Commentaire rédigé par l’IA
La décision rendue par la Chambre commerciale de la Cour de cassation le 18 mai 1999 traite d’un pourvoi en cassation contre un arrêt de la cour d’appel de Versailles, qui avait déclaré irrecevable l’action d’une société, principale actionnaire d’une autre en liquidation judiciaire, contre une banque.
Le litige trouve son origine dans la liquidation judiciaire de la filiale de la société requérante, pour laquelle cette dernière imputait la responsabilité à la banque en raison d’une rupture fautive d’un contrat de fourniture et de maintenance informatique. La société en liquidation et son actionnaire principal soutenaient avoir subi un préjudice personnel en raison de la liquidation de la filiale.
La cour d’appel avait jugé que la société requérante n’agissait que pour obtenir une indemnisation fondée sur le préjudice de la société en liquidation, ce qui avait conduit à la déclaration d’irrecevabilité de son action.

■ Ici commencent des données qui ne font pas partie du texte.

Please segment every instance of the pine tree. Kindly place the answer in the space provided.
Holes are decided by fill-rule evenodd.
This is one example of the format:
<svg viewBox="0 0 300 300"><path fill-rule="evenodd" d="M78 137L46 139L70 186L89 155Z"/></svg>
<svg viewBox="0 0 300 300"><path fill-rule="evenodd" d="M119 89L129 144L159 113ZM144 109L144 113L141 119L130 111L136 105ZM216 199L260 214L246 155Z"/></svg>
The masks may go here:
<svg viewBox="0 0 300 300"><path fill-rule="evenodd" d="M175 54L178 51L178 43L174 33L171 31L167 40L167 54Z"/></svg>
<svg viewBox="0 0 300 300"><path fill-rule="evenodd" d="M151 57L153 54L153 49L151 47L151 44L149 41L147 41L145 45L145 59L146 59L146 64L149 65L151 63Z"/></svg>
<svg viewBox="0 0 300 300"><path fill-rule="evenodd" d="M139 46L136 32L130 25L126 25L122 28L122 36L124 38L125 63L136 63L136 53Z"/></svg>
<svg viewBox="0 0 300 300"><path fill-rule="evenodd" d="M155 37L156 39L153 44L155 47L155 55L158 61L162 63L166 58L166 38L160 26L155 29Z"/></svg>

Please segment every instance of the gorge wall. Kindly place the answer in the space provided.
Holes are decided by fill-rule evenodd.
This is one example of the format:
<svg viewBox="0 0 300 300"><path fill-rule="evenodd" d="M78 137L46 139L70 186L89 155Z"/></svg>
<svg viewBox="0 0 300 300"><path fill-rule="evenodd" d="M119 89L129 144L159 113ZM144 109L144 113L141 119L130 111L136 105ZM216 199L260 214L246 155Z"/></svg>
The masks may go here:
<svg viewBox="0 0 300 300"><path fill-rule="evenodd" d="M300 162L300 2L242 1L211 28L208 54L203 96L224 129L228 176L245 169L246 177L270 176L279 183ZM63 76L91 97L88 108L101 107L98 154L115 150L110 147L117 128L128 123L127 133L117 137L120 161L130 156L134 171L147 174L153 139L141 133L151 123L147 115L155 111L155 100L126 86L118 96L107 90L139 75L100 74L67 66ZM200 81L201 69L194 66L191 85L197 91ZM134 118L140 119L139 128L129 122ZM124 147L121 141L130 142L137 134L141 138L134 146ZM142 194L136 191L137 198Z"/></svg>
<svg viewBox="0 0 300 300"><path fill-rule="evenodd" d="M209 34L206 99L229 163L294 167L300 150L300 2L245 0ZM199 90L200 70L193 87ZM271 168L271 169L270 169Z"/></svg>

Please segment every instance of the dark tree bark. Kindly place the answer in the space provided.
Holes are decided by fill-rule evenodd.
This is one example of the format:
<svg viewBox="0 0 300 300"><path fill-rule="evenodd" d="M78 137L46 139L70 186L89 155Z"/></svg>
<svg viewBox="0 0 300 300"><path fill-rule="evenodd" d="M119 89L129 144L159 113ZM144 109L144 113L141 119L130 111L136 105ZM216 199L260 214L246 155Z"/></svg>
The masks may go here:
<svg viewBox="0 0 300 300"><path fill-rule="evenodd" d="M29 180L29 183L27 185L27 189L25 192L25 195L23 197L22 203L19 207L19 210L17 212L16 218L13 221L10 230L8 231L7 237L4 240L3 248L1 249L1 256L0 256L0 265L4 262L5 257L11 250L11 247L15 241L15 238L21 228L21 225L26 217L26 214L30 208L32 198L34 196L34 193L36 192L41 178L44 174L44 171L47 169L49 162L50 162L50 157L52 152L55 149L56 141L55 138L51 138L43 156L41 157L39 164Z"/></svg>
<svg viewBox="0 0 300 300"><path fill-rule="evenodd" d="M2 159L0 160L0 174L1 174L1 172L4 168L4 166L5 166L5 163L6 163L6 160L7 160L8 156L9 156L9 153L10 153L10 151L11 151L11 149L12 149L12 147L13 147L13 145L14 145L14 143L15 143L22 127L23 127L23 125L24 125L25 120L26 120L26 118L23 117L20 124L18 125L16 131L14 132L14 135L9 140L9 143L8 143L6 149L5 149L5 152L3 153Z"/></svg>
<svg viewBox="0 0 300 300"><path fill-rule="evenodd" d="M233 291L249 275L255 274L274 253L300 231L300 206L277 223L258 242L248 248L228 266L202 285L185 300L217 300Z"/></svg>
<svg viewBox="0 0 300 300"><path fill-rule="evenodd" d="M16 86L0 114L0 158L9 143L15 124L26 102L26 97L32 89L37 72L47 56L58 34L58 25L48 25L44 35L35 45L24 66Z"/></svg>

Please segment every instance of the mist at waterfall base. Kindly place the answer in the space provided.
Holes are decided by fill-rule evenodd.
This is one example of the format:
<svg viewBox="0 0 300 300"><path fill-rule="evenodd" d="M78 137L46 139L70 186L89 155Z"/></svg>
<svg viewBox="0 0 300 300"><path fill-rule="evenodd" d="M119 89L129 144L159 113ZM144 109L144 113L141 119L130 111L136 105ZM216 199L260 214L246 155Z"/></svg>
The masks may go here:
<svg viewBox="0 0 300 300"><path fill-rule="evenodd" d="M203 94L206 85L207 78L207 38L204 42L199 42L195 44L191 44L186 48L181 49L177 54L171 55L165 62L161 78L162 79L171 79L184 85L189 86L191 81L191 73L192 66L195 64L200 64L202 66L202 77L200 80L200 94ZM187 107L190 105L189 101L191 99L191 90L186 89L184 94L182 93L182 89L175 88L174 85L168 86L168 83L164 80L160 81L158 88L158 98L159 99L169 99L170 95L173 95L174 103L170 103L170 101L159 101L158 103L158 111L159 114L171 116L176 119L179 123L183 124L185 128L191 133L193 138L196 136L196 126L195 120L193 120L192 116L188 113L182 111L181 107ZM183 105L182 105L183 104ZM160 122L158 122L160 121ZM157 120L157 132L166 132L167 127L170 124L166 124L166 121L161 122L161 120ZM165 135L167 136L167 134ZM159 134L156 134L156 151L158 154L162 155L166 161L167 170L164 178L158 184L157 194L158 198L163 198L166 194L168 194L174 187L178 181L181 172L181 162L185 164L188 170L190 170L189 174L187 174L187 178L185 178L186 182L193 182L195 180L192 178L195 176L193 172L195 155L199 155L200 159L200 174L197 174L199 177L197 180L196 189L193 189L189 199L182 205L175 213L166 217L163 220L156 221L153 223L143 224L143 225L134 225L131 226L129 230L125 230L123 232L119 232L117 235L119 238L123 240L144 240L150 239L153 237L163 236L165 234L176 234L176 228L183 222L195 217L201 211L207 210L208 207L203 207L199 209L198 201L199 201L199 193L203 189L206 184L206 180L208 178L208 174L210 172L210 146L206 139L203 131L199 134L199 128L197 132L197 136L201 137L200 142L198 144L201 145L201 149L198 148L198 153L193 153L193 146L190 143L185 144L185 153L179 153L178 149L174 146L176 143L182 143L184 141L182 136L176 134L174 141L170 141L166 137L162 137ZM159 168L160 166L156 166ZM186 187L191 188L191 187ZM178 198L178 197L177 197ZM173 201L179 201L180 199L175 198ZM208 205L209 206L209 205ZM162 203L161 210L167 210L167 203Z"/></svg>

La cour de cassation a confirmé cette décision, en précisant qu’une société-mère ne peut pas se substituer à sa filiale pour intenter une action judiciaire pour un préjudice qui ne la concerne pas directement.
Cette décision rappelle le principe selon lequel une société-mère ne peut revendiquer un intérêt à agir pour un préjudice subi par sa filiale, sauf à démontrer un préjudice personnel distinct et direct. En l’espèce, la relation de contrôle de la société requérante sur sa filiale ne conférait pas un intérêt suffisant pour justifier l’action en réparation du préjudice personnel.
En conséquence, le pourvoi a été rejeté, et la société requérante a été condamnée aux dépens, ainsi qu’à verser une somme à la banque en vertu de l’article 700 du Code de procédure civile. Cette décision souligne l’importance des critères d’irrecevabilité dans les actions en responsabilité, en affirmant la nécessité pour les parties de démontrer un intérêt légitime pour agir en justice.